Le vendredi 22 mai 2020, une ordonnance de référé du tribunal de commerce de Paris a condamné la société AXA France IARD à verser à un restaurant parisien une provision de 45.000 euros (sous astreinte de 1.000 euros par jour à compter du 15e jour de la signification de l’ordonnance) au titre des pertes d’exploitation subies suite à l’arrêté gouvernemental du 14 mars 2020 interdisant à ce type d’établissement l’accueil du public, assimilé par le juge des référés à la fermeture administrative couverte par le contrat d’assurance.


Cette décision a fait l’objet d’une intense couverture médiatique sur les chaînes d’information et dans l’ensemble de la presse nationale et régionale. Certaines publications considèrent que la décision ouvre la voie à des indemnisations en cascade, d’autres demeurent plus mesurées.
Aucun article ne procède cependant à une analyse juridique de la décision qui s’impose compte tenu des enjeux de la problématique.


Peut-on déduire de cette décision que les entreprises assurées au titre de leurs pertes d’exploitation qui n’ont pas pu accueillir leurs clients et se sont résolues à cesser leurs activités pourront facilement obtenir réparation en invoquant cette décision ? Malheureusement pour elles, rien n’est moins sûr et chaque situation ou type de situation devra faire l’objet d’une analyse au cas d’espèce.

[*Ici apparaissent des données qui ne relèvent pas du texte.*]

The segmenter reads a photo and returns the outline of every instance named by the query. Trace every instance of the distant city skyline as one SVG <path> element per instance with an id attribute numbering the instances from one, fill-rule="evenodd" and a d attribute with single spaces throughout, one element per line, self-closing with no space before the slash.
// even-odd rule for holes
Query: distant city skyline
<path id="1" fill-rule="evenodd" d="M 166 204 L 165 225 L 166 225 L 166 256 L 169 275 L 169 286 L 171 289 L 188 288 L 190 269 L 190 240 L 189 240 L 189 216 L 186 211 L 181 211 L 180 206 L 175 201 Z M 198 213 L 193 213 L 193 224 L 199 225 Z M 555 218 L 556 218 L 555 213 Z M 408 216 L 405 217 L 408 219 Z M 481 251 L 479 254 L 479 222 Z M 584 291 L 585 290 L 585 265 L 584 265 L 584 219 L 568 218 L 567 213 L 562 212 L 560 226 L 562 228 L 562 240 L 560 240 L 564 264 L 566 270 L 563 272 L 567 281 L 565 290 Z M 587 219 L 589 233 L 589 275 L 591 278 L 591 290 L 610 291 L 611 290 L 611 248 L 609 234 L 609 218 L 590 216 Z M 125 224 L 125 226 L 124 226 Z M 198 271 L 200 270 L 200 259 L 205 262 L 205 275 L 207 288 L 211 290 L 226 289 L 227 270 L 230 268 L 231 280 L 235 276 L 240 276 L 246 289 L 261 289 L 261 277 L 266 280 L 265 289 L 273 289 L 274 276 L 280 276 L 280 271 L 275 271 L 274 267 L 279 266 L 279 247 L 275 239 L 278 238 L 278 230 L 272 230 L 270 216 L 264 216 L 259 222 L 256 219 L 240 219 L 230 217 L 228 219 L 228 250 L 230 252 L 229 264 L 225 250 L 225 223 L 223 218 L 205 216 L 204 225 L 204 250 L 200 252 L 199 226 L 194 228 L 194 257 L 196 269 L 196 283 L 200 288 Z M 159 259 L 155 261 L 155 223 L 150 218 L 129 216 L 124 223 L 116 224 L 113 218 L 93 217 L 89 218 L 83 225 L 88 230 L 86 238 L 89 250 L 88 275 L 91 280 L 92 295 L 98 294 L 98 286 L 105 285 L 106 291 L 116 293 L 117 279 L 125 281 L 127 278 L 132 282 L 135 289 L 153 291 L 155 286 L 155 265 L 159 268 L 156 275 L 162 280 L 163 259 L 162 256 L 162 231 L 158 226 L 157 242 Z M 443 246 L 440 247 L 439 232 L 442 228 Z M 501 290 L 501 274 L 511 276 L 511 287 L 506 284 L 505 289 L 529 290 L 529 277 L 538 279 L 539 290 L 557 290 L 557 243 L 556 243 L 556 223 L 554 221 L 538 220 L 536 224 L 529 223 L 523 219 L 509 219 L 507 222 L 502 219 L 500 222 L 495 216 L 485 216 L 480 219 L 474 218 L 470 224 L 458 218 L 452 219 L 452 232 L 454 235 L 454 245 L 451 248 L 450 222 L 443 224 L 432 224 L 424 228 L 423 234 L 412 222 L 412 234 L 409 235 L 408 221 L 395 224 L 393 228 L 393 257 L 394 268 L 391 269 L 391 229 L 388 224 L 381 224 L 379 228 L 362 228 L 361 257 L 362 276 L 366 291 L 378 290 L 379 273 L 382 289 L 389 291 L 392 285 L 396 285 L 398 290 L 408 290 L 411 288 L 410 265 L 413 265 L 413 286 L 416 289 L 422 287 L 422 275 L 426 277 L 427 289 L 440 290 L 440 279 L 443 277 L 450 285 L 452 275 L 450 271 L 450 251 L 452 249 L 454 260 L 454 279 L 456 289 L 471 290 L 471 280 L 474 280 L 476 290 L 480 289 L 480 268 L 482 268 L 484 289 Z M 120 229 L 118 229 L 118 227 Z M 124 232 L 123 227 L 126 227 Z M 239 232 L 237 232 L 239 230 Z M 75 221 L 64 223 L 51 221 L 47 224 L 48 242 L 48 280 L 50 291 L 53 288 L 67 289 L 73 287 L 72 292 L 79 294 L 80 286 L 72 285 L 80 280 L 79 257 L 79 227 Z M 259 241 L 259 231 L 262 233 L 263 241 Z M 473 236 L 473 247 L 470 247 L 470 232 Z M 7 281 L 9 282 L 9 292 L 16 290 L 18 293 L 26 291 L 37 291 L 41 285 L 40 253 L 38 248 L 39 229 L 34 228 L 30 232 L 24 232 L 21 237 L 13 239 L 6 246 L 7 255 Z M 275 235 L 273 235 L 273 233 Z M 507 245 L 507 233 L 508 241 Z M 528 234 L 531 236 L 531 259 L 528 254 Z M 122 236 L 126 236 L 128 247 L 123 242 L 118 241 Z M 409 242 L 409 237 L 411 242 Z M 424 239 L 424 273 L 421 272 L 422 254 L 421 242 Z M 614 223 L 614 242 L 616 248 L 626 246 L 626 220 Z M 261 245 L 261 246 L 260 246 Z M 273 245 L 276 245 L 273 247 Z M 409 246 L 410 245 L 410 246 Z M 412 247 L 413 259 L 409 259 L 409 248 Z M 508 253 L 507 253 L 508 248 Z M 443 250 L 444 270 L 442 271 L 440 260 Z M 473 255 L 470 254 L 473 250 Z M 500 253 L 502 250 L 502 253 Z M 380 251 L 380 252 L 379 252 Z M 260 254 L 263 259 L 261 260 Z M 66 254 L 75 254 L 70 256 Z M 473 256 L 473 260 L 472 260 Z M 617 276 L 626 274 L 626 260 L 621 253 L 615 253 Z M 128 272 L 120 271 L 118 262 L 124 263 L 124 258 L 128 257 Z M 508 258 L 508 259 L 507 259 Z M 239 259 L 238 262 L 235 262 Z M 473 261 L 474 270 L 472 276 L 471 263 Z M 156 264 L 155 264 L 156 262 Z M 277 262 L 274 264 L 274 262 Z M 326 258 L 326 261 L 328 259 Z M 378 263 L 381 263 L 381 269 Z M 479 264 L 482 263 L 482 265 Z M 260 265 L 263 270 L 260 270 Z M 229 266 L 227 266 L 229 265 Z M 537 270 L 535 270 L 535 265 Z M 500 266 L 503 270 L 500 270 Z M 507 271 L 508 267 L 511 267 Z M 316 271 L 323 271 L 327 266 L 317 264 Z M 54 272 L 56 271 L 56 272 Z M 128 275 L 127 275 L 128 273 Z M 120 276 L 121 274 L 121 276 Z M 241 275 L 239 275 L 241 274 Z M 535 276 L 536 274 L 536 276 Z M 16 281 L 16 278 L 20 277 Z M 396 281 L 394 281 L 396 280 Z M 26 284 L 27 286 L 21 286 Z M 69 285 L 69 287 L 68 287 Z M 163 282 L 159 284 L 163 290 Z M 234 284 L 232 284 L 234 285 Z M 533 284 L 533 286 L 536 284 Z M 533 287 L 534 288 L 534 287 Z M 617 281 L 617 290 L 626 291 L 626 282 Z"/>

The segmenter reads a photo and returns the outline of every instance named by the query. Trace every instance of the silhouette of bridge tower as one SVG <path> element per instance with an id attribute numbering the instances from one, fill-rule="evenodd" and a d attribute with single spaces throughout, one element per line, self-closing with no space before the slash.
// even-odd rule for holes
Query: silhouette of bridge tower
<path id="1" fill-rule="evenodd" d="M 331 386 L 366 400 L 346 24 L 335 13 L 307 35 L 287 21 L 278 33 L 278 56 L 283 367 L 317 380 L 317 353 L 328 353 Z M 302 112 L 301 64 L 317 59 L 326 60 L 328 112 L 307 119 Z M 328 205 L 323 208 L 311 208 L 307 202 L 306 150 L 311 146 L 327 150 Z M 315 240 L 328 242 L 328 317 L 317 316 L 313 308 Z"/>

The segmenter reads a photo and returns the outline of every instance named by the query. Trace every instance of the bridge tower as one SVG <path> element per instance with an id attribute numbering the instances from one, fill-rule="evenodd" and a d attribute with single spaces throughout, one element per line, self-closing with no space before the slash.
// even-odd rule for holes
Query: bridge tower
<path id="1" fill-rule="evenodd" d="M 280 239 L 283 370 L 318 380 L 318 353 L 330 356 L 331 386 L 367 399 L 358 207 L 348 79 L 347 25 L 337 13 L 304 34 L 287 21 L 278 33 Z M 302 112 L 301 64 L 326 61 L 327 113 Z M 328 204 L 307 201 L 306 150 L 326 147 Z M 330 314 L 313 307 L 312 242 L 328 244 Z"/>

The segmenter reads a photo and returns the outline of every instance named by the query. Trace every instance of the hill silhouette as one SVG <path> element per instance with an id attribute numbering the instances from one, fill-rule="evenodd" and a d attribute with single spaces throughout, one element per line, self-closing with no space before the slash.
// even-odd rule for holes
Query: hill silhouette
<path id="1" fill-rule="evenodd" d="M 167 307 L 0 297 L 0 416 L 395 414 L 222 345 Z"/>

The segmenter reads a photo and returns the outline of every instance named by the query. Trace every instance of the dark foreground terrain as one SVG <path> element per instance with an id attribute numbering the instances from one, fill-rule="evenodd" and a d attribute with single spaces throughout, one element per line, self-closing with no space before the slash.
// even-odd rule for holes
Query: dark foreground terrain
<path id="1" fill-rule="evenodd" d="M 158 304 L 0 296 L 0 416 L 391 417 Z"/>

La décision de référé du 22 mai 2020 comporte en effet deux fragilités juridiques, tant sur la compétence du juge des référés que sur le montant de l’indemnisation, et surtout, laisse ouverte la question du droit à indemnisation, à la fois en général, compte tenu de la variété des clauses applicables et des situations, et au cas particulier compte tenu de la discussion non définitivement tranchée sur la portée des stipulations contractuelles en cause.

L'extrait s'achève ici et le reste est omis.